I always thought that "Dreams Are Free, Motherfucker!" was the best song title ever. (Too bad it's not actually a very good song, at least not by Minutemen standards). Let the dreaming begin.

See, it seems that, every few years, I get the bright idea to hike up (and down) Mount Whitney in one day. 22 miles, 6200 or so feet of vertical rise (from about 8300' to almost 15000'. Tallest mountain in the lower 48 states). I did it for the first time in 2003 with a friend. It was great going up (11 miles) and just awful going down. Fatigue sets in and everything sucks on the downhill. For me, the dirty secret of mountain hiking is that the downhill is the hard part. I swore I would never do Whitney again.

But in 2009, my son Kevin was 18 and really wanted to do it. So did my buddy Will, at age 59, mind you. So we entered the lottery -- yup, the damn hike is so popular, there is a lottery for permits to hike it in order to keep the traffic down. 100 day-hike permits per day. You have 24 hours, starting at midnight on the day of your hike. Rain or shine, and, oh yeah, thunderstorms come in the afternoon. You don't want to be on the tallest object in the contiguous U.S. during a thunderstorm. So you start early (with headlamps on) in order to end early.

We didn't get permits through the lottery, but somehow we scored them just before we flew out. We spent five days doing warmup acclimatization hikes around the area and then, on hike/permit day, left Mammoth Lakes, CA, where we were staying, at about midnight, started hiking about 2:30 a.m. and finished that afternoon. It went like this (except this very rough video barely shows any of the action. The wind was blowing wildly from about halfway up onwards, hence the crappy sound; I quit filming after we summitted because I was beat to hell;  oh, yeah, check out what I had for "breakfast" in the pre-paleo days... hahahaha) :







Anyway, Kevin and I made the summit; Will missed by about a mile. He ran out of gas. The downhill was miserable. I was exhausted, fell a couple times, cracked some ribs. All worth it, mind you, but still....

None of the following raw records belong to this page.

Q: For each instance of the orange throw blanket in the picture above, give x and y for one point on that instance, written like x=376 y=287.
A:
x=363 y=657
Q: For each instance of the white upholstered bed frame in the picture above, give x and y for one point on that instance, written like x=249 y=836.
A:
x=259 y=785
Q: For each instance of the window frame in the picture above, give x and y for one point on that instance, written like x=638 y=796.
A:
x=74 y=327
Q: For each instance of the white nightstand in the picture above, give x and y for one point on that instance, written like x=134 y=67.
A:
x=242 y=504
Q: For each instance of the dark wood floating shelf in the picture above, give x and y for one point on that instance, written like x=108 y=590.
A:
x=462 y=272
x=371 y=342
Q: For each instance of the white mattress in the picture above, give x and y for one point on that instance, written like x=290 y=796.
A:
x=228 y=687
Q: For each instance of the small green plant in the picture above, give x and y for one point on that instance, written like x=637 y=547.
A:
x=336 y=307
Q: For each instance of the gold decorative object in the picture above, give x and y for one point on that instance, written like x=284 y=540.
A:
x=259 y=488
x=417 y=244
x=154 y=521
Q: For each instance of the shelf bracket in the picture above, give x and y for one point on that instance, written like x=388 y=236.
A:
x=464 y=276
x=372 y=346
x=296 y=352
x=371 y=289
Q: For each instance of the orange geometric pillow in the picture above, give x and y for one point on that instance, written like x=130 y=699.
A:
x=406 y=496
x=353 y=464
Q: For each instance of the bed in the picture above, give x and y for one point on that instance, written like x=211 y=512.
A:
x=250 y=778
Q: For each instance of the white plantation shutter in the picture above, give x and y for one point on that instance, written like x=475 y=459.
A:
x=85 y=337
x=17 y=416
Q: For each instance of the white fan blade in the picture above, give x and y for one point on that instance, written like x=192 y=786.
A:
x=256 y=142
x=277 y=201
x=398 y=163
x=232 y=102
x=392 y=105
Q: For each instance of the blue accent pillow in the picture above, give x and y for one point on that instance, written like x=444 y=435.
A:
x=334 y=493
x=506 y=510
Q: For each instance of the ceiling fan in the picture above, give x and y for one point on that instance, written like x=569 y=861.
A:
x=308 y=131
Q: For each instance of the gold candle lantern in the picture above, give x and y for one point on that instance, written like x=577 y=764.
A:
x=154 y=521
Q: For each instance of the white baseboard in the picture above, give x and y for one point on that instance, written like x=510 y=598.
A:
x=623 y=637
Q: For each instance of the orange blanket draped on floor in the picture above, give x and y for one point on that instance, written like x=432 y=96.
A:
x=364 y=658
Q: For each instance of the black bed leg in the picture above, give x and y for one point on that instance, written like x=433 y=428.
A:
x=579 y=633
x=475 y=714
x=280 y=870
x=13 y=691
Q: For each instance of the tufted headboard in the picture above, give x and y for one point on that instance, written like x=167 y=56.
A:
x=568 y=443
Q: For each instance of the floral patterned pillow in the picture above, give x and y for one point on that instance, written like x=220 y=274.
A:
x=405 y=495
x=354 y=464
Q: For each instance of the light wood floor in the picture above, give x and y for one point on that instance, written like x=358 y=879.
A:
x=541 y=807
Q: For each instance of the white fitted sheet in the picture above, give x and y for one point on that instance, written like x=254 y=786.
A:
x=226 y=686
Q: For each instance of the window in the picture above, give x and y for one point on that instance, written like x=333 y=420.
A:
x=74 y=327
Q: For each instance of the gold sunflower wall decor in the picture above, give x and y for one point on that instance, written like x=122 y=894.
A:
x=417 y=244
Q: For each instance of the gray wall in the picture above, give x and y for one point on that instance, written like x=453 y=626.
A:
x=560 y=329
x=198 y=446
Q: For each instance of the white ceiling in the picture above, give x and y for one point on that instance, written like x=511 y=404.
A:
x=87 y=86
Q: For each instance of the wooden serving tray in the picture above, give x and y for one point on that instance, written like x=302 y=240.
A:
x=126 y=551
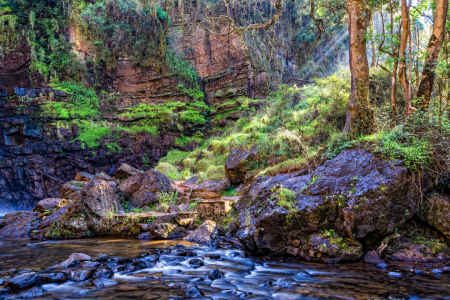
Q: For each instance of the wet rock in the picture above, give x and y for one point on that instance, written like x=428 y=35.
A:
x=372 y=258
x=70 y=262
x=99 y=197
x=176 y=285
x=19 y=224
x=144 y=236
x=82 y=274
x=90 y=264
x=330 y=248
x=382 y=266
x=157 y=275
x=139 y=265
x=104 y=273
x=59 y=277
x=104 y=282
x=166 y=231
x=431 y=253
x=70 y=190
x=101 y=258
x=34 y=293
x=354 y=194
x=48 y=204
x=193 y=291
x=237 y=164
x=436 y=212
x=289 y=281
x=213 y=209
x=196 y=262
x=191 y=183
x=210 y=189
x=22 y=281
x=80 y=256
x=205 y=234
x=83 y=176
x=214 y=274
x=124 y=261
x=124 y=171
x=141 y=188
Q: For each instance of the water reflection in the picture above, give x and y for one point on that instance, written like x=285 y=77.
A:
x=243 y=277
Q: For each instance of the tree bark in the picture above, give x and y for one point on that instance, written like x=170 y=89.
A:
x=402 y=68
x=433 y=49
x=359 y=116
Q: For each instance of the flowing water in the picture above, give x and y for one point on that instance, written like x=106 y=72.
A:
x=243 y=277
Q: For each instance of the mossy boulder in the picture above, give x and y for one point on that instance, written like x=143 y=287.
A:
x=435 y=210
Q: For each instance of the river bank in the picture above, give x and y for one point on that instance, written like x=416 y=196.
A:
x=241 y=277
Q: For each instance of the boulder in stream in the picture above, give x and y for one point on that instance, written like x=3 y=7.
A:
x=357 y=194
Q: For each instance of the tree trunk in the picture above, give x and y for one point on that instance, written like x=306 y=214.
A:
x=360 y=116
x=393 y=92
x=402 y=69
x=433 y=49
x=374 y=54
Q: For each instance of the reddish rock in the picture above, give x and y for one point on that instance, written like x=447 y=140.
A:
x=19 y=224
x=124 y=171
x=141 y=189
x=237 y=164
x=372 y=258
x=210 y=189
x=49 y=204
x=83 y=176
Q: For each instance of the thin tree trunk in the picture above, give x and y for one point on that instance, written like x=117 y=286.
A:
x=402 y=69
x=433 y=49
x=374 y=58
x=359 y=116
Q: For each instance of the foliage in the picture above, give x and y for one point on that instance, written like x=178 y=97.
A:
x=166 y=199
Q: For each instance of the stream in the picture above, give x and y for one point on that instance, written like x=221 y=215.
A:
x=249 y=278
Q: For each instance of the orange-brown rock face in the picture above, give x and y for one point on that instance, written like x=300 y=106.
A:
x=220 y=60
x=14 y=68
x=144 y=85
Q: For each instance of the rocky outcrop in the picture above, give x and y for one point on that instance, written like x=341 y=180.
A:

We swore we would never do it again (again).

Except this year, now my son Sean is 18 and he wants to do it. So I'm in, Kevin's in, Sean's in, and dammit if Willie, at age 62, isn't in too for another crack at that magnificent bastard of a mountain.

Except we lost the permit lottery (again).

So, I am hoping we get lucky (again). Otherwise we have just booked two weeks in mid-August in  Mammoth Lakes for hiking every *other* peak we can get our boots on -- hardly a bad consolation prize since the Sierra Nevada really are my favorite mountains in the U.S. And three of us, not Willie, are hoping all our CrossFitting and paleo eating has made us stronger, tougher, etc for this year's attempt.

And all of that is why I am California dreaming today. For free. Motherfucker.


1 comment:

  1. Good grief. Reminds me very slightly of my own desperate scramblings up and down sheer banks of screed in the Pyrenees. Only yours was about a hundred times bigger and tougher.

    If you're ever in Pyreneean France, seek out the Breche du Roland. The last bit is over ice (crampons needed) but you end up standing on a missing vertebra in the spine of mountains that separates France from Spain. You get to have one foot in each country. It's a gentle stroll in the park compared to Mt Whitney.